[Monday]
Don’t call me Dave
Forget about David Cameron. Okay, he’s trailing in the polls by eight or nine points, his own MPs are mouthing off about him – Graham Brady, who quit the frontbench over Cameron’s stance on grammar schools, for one – and columnist Peter Oborne has raised the possibility that it could be game over for the Tories if Cameron leads them into a fourth consecutive election defeat.
So, the man who was built up by the corporate media now finds himself the subject of ridicule. No ideas, no direction, and no hope. Cameron has an uphill struggle: to convert his party, to beat Brown as a leader. See, Brown has a head start – he’s been crowned without an electoral test. As the current PM, he just has to keep his place at Number Ten, Cameron must prove himself – this is the expectation.
Cameron says he won’t waver, despite criticism he lacks appeal in Midlands and North of England. He is now compromised. If he does another U-turn and obeys the wishes of his party, he looks weak because he swore against it; yet if he soldiers on, more and more detractors will speak against him, and the perception will be of a party in disarray.
The discourse for Cameron is proving that his party has changed. Will Brown be held to his change of relations with US? No, not likely – here we are in realpolitik mode and the media won’t be pressing him on this “change”.
Most unwanted!
We know who Gordy is, don’t we? He tells us often enough. He is change. Well, he doesn’t smile as easily as Blair. He’s a bit awkward, a tad scruffy. It is a change of style, but not substance because nothing has really changed.
No change in relations with the US: we should be grateful for the most powerful empire ever to exist, says Brown. No change in government attitudes towards industrial disputes: the posties – and all other workers – must accept a pay cut to hold off inflation, says Brown. (Presumably he doesn’t want the bosses to accept lower profits and reduced bonuses…)
Why isn’t Brown trailing in the polls? Are they meaningless? How can a man to take over as PM with no election, change only one or two of hundreds of massively unpopular policies, invite generals, coppers, and bosses into government and remain popular?
The answer is, of course, that he is not popular. Remember – these opinion polls are of voters. People who say they will vote in a general election. Not exactly a supermajority of the population; of which, a few thousand are asked to give their opinion.
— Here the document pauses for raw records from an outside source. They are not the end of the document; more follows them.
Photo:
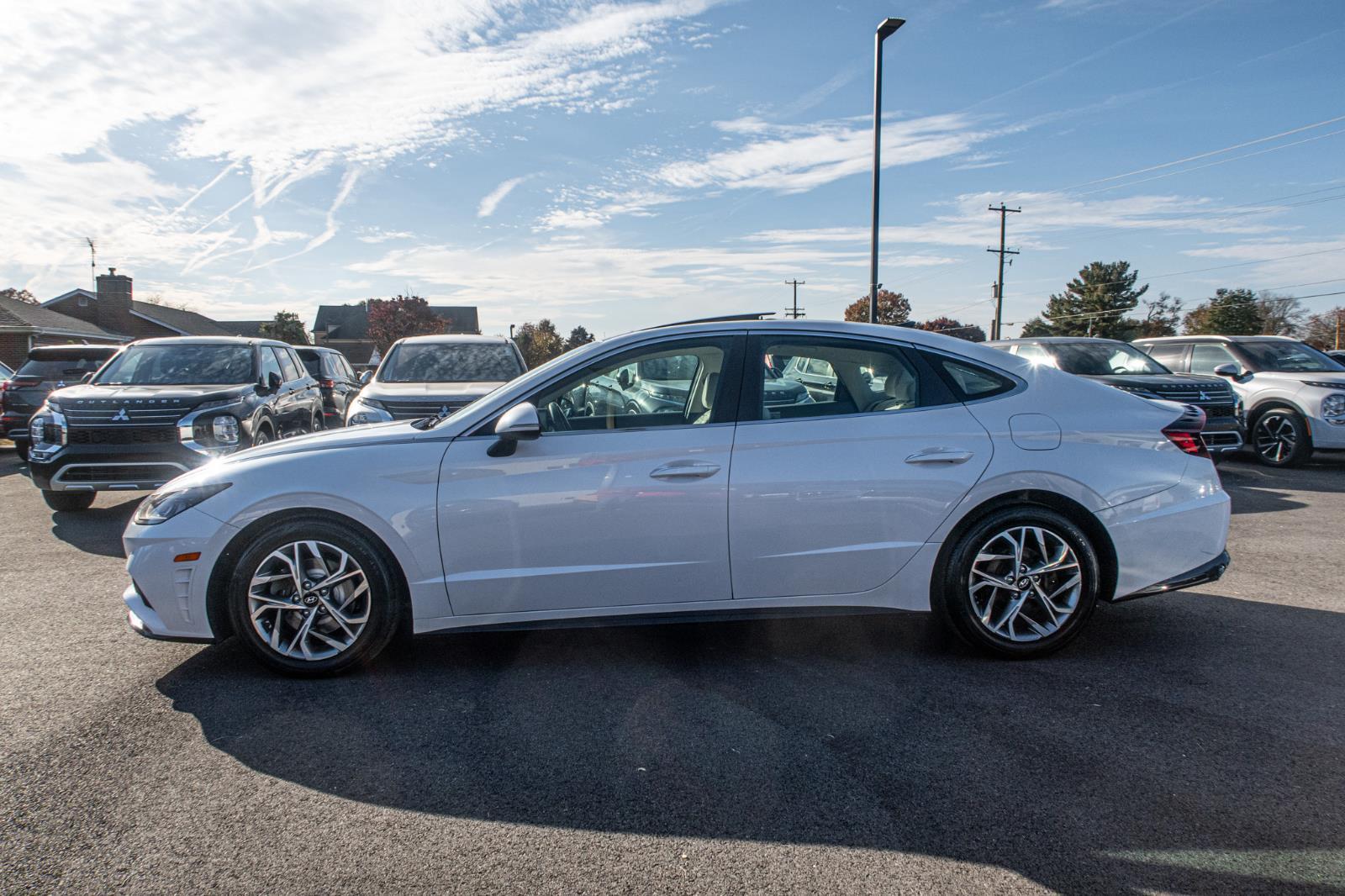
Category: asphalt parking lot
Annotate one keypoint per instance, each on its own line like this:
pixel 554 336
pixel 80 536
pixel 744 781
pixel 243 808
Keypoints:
pixel 1187 743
So taking an opinion poll is not the same as taking the pulse of the nation(s).
Severe flooding causing billions of pounds worth of damage to homes and businesses; an ongoing postal strike; deaths and casualties of troops fighting illegal and immoral wars in the Middle East – Brown doesn’t want to talk about this.
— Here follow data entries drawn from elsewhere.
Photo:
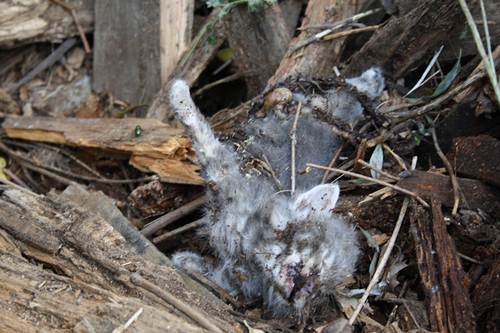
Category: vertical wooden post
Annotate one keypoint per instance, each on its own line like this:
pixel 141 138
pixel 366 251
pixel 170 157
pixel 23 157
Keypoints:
pixel 137 44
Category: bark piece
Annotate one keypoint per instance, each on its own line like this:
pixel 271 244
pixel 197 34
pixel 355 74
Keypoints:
pixel 89 282
pixel 477 157
pixel 137 44
pixel 405 42
pixel 450 308
pixel 101 204
pixel 485 298
pixel 476 195
pixel 28 21
pixel 260 39
pixel 160 148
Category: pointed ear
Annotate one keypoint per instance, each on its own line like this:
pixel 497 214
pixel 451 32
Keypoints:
pixel 319 201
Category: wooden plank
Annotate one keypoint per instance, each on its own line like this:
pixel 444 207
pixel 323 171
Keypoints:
pixel 94 265
pixel 443 278
pixel 160 148
pixel 137 44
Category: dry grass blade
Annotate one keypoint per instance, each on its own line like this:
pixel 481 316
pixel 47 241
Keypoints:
pixel 487 59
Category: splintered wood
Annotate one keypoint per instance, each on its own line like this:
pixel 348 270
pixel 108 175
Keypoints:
pixel 443 278
pixel 96 282
pixel 158 147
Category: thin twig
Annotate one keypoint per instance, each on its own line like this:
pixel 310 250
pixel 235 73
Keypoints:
pixel 343 22
pixel 382 172
pixel 330 30
pixel 130 321
pixel 335 157
pixel 226 79
pixel 377 181
pixel 17 187
pixel 173 216
pixel 195 314
pixel 383 261
pixel 404 115
pixel 449 168
pixel 15 178
pixel 271 171
pixel 72 11
pixel 398 159
pixel 178 231
pixel 351 32
pixel 40 166
pixel 293 136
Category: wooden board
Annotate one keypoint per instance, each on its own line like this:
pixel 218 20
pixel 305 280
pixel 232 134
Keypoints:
pixel 94 282
pixel 160 148
pixel 443 278
pixel 137 44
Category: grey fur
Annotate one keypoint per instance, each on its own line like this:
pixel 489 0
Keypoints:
pixel 290 251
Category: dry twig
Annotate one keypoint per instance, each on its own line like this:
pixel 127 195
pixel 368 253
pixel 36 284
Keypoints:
pixel 377 181
pixel 293 136
pixel 449 168
pixel 173 216
pixel 383 261
pixel 192 313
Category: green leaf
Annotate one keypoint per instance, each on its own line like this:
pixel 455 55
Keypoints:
pixel 448 79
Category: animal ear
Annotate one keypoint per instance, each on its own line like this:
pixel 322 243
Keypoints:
pixel 319 201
No, the flag! The Union flag is Brown’s priority (he’s British, you know!). The butcher’s apron is to be flown all year round from government buildings – but not in Scotland or Northern Ireland.
And terror – Brown is set on doubling the 28 day internment to 56 days, insisting it is needed despite the lack of evidence. It’s partly party political, it lets him out-tough the Tories, but for the most part it serves the interests of the ruling class, who will need such laws on the books should the tide turn on a mass scale.
Right now, Brown’s meeting with George Bush is in the news. What did he mean by “full and frank”? Was he displeased at Bush’s lap of honour in the golf cart? My big talking point is this: considering UK service-personnel are dying in immoral, illegal, and unpopular wars of occupation in the Middle East, what impact will Brown’s commitment to the “special relationship” have on his own reputation?
Independence thirst?
On Scotland, Brown’s abandoned homeland, the head of the Scottish government intends to publish a white paper on an independence referendum within the next two weeks, to mark the SNP’s first hundred days in power.
It won’t be easy to bring forward a referendum: the Scottish Parliament is packed with members of the Westminster parties, and the unionists are dead against giving the Scottish people a say on the future of their nation. If it is true that over a third of MSPs are in favour of independence and that there is not sufficient public support for an independent Scottish state, then the unionists should call Salmond’s bluff and back a referendum wholeheartedly.
Scottish independence is a big deal for socialists in England; we cannot let English national identity become purely defined by feelings of antagonism towards Scotland. The asymmetrical devolution carried out by New Labour is resulting in a resurgence of the English national identity, discrete from that of British “national” identity offered by the ruling class. Socialists should support the Campaign for an English Parliament and socialist bloggers should join the Witanagemot Club.
There is one other factor besides the issue of national self-determination, it must be said. For if it is true that Britain is the most important ally of the US, the world’s number one imperialist power, then it is our duty to break the Union into its component parts, thus weakening Anglo-American imperialism and at the same time fighting for change in the interest of the working class.